LONDON • British Finance Minister George Osborne, fresh from his party's decisive election victory, pledged yesterday to recast the country's economy by chopping welfare spending, lowering the tax bill for workers and tackling low productivity.
"The British economy I report on today is fundamentally stronger than it was five years ago," Mr Osborne told lawmakers as he announced his seventh Budget since becoming Chancellor of the Exchequer in 2010. "Having come this far, there can be no turning back."
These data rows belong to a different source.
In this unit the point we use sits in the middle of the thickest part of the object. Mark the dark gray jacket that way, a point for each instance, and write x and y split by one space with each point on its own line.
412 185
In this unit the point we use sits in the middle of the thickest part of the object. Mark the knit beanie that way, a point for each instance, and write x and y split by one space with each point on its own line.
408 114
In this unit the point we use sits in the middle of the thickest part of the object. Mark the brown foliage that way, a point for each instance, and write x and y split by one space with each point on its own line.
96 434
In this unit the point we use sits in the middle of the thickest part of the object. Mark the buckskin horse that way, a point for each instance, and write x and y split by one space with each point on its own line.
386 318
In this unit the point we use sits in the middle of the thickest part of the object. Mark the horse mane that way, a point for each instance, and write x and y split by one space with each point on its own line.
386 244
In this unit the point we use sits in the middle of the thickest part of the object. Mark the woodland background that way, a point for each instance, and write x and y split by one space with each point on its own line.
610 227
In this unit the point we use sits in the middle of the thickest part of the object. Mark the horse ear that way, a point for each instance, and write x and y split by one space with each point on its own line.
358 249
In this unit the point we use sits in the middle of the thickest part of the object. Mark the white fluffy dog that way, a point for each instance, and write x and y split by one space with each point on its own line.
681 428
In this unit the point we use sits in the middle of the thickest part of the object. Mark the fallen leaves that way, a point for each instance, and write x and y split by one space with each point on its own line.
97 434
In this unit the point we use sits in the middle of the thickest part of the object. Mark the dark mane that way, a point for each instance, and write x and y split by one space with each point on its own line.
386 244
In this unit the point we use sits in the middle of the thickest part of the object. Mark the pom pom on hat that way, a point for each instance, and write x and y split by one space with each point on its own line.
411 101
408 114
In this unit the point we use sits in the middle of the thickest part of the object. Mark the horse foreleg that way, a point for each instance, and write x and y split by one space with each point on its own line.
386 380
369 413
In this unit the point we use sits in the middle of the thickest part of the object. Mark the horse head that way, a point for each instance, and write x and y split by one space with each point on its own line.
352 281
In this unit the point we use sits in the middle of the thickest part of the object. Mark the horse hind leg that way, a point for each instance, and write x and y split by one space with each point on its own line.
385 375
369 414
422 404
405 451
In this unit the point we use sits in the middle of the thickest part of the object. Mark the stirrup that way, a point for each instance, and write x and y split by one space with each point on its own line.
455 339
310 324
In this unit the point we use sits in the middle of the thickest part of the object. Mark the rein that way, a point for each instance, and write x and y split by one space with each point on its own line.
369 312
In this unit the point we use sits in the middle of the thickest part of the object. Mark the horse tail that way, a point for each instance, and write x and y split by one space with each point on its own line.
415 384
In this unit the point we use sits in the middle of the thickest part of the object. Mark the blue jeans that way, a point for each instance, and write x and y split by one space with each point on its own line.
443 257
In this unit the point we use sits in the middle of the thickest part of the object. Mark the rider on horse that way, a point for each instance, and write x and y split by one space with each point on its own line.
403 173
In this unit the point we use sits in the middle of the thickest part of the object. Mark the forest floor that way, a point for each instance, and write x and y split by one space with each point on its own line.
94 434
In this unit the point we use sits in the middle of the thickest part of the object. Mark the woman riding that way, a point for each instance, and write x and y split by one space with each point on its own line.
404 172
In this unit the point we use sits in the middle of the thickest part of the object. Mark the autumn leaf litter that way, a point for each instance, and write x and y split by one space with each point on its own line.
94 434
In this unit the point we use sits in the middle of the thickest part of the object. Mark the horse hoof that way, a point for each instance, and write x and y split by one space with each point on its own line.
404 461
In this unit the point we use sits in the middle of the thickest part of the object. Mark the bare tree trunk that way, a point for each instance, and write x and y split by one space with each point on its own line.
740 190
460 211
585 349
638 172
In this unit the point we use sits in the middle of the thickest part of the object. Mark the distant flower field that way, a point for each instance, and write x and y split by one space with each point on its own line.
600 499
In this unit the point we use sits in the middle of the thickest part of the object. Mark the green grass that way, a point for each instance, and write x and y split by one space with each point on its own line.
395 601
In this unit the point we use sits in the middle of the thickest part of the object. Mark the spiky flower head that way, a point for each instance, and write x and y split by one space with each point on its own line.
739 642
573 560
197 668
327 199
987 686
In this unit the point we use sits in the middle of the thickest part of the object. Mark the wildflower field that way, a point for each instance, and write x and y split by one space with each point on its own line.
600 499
The Budget offers Mr Osborne an opportunity to boost his chances of becoming Britain's next prime minister if Mr David Cameron steps down before the next elections in 2020, as he has said he will.
"This is a Budget that can only be delivered because the British people trusted us to finish the job," he said in the House of Commons.
In the first solely Conservative Budget for nearly 20 years, Mr Osborne cited the turmoil in Greece to argue that the world's fifth-largest economy needs less spending and less borrowing.
"Britain still spends too much, borrows too much," the Chancellor said. "You only have to look at the crisis unfolding in Greece as I speak to realise that if a country's not in control of its borrowing, the borrowing takes control of the country."
Mr Osborne said that his Budget sets out "a plan for Britain for the next five years to keep moving us from a low-wage, high-tax, high-welfare economy to the higher-wage, lower-tax, lower-welfare country we intend to create".
In steps that drew cheers from Conservative lawmakers and a smile from Mr Cameron, Mr Osborne raised the amount of earnings that are exempt from income tax to £11,000 (S$23,000) from next year and the inheritance tax threshold on family homes to the £1 million mark.
He also pledged to cut corporation tax to 19 per cent in 2017 and 18 per cent by 2020 from the current 20 per cent.
Mr Osborne said the economy was forecast to grow 2.4 per cent this year, down from an earlier forecast of 2.5 per cent, and 2.3 per cent next year.
The Chancellor also announced reforms to the welfare system, including a freeze on working-age benefits for four years.
"The benefits system should not support lifestyles and rents that are not available to the taxpayers who pay for that system," he said.
Turning his focus to the wealthy, Mr Osborne said Britain will abolish the permanent non-domiciled tax status that many rich foreigners had used to reduce their UK tax bill.
He pledged to gradually reduce the bank levy rate, although he said he will introduce a new 8 per cent surcharge on bank profits.